The priestly ministry is a ministry of reconciliation. In the Sacrament of Baptism it leads us, through the admonitions of faith, to a fundamental reconciliation with the living God so that we no longer regard him and his world as a threat, but recognize their foundation in love. It is the priest’s role to make God’s gifts present to us and to associate us with these gifts in such a way that, as the Canon of the Mass puts it, we ourselves become a gift together with him.

For God decided not only that we should believe in the crucified Christ, but that we should also be crucified with him and suffer with him, as he clearly shows in many places in the gospels. “Whoever does not take up the cross and follow me,” says the Lord, “is not worthy of me” [Matt 10:38]. And again, “If they have called the master of the house Beelzebub, how much more will they malign those of his household” (Matt 10:25)! Therefore, each one must carry a piece of the holy cross, and it cannot be otherwise. St. Paul says as well, “In my flesh I am completing what is lacking in Christ’s afflictions” [Col 1:24]. It is as if he were saying that his whole Christianity is not yet completely prepared, and we also must follow so that nothing is lost or lacking from the cross of Christ, but all brought together into one heap. Everyone must ponder that the cross cannot remain external.

There is so much in my readings today, that I am struggling to put it all together!

But it all starts with the Christian life that we have been brought into, what Luther described as living in our baptism, this becoming the gift (In Pope Benedict’s words). One of my professors would have called it living the “Incarnational life” or the “Sacramental life”

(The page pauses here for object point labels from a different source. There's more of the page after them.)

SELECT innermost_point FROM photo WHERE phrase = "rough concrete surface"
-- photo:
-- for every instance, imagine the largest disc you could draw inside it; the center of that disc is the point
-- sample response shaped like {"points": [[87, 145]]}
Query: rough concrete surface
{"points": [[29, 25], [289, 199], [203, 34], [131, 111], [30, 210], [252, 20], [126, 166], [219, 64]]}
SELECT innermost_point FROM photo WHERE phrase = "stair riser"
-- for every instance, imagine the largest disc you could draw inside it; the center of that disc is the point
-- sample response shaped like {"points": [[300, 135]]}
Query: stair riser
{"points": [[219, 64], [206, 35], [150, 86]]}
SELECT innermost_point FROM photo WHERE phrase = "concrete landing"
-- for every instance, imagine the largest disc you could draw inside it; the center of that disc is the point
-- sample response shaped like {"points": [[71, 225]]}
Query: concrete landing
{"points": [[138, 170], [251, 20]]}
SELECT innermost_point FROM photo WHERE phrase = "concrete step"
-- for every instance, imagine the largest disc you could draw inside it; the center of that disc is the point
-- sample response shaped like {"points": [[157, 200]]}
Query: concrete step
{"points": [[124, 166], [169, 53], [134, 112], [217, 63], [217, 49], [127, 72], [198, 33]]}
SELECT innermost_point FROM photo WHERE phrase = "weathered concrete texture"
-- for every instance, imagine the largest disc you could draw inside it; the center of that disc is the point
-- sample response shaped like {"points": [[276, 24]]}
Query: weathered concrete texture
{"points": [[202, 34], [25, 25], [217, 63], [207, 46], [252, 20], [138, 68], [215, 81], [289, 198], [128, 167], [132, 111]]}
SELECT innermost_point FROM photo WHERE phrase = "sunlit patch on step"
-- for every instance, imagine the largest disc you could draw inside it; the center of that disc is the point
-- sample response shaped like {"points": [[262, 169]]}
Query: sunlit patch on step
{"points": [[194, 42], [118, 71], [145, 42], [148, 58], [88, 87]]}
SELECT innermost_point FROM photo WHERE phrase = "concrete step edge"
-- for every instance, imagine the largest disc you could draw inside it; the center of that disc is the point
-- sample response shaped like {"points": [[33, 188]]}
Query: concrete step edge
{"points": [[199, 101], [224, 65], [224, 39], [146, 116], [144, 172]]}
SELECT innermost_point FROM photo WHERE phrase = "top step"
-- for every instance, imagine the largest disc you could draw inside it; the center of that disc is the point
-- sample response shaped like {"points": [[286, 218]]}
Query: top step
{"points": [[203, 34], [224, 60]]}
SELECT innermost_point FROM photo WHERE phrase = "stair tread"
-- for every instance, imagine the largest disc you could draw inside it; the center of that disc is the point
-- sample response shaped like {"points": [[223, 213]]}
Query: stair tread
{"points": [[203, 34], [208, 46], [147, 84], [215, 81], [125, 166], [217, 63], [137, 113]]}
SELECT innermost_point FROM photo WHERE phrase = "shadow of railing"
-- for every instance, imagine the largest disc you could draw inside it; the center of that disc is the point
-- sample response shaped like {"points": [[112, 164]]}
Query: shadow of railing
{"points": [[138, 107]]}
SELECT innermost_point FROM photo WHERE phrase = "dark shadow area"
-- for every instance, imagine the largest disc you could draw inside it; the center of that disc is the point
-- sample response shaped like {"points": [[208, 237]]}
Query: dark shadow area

It is why we, as a church, need to stop just going through the motions of worship, and why we who are taked with leading have to avoid the trap of manipulating the emotions in the way we plan our services, but simply live in the moment as well.

The challenge is then to let go and live in the liturgy we have, to realize how close it brings us to Christ, how it reveals His love in a way that we experience it, in the way it stimulates and strengthens the hope we have. It is why the seminarian is encouraged to spend as much time as possible contemplating and meditating on the Lord’s Supper, realizing the presence of God, His Body and Blood, that we serve our people, that serves us.

It is this feast, this sacrifice that draws us into Christ’s sacrifice, just as baptism and the other sacraments do, that gives us the faith to trust God as we commune with Jesus as we take up our crosses as well. As we embrace suffering for the hope it gives those around us, as they realize we aren’t just going through the motions, or saying what we think we should say.

For if we realize the love, the mercy and dwell in God’s peace, our people will see it. We won’t just go through the motions of worship, we shall indeed live in it, and the words of the liturgy, drawn from scripture will become alive, not just in us, but in all who participate.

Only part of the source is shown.